Microsoft's chatbot that learned from Reddit — and its own successor
DialoGPT was an early GPT-2-based dialogue model, but Microsoft now tells you to use GODEL instead.

What it does
DialoGPT generates conversational responses by fine-tuning GPT-2 on 147 million multi-turn Reddit dialogues. The repo bundles data extraction scripts, training code, and three pretrained checkpoints (117M, 345M, 762M parameters) that you can download and fine-tune. A demo.py script attempts to paper over the setup pain by automating model downloads, data prep, and training in one command.
The interesting bit
The README opens with a blunt admission: this project is “no longer maintained” and superseded by GODEL, which “outperforms DialoGPT.” It’s rare to see a research repo actively discourage its own use unless you’re chasing reproducibility. The model also passed a single-turn Turing test against human responses — though the sources don’t detail how rigorous that test was.
Key highlights
- Three model sizes, with the 762M variant needing >16GB GPU memory for efficient training
- Distributed training supported; 8 V100s cut epoch time from 118h to 18h on benchmark data
- Docker and Conda environments provided, but Ubuntu 16.04 is the only officially supported OS
- Hugging Face model cards available for easier interactive use
- Includes DSTC-7 challenge reproduction scripts and a 6k multi-reference test set
Caveats
- Data pipeline broke in 2022 due to Pushshift server changes; fix requires 800GB temp disk space and ~10 hours with 8 processes
- “Stability can not be gauranteed” on non-Linux platforms (their spelling, not mine)

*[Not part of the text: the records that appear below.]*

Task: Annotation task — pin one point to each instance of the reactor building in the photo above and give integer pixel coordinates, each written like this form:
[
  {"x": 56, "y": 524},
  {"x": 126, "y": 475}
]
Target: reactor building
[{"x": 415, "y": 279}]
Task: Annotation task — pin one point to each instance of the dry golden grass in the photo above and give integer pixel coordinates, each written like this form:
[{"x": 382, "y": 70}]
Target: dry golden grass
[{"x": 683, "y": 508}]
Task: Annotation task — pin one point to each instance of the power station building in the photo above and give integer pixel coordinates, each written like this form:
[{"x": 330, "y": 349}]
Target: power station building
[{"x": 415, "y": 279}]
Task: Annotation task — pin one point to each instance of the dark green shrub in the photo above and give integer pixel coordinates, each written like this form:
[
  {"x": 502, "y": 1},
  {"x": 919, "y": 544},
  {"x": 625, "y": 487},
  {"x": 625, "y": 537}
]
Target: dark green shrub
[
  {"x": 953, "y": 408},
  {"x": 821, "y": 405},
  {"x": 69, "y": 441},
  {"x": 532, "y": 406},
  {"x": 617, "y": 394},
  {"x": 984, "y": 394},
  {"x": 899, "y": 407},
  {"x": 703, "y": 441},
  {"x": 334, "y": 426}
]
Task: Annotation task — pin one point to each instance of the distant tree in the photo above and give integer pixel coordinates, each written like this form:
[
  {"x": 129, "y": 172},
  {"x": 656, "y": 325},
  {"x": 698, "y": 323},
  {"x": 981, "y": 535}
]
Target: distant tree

- FP16 training requires installing a specific pinned commit of NVIDIA Apex
Verdict
Worth a look if you’re reproducing 2019 dialogue generation papers or need a GPT-2-based baseline. Everyone else should follow Microsoft’s advice and head to GODEL. The repo’s real value may be as a time capsule of early large-scale dialogue pretraining — and as a case study in graceful project obsolescence.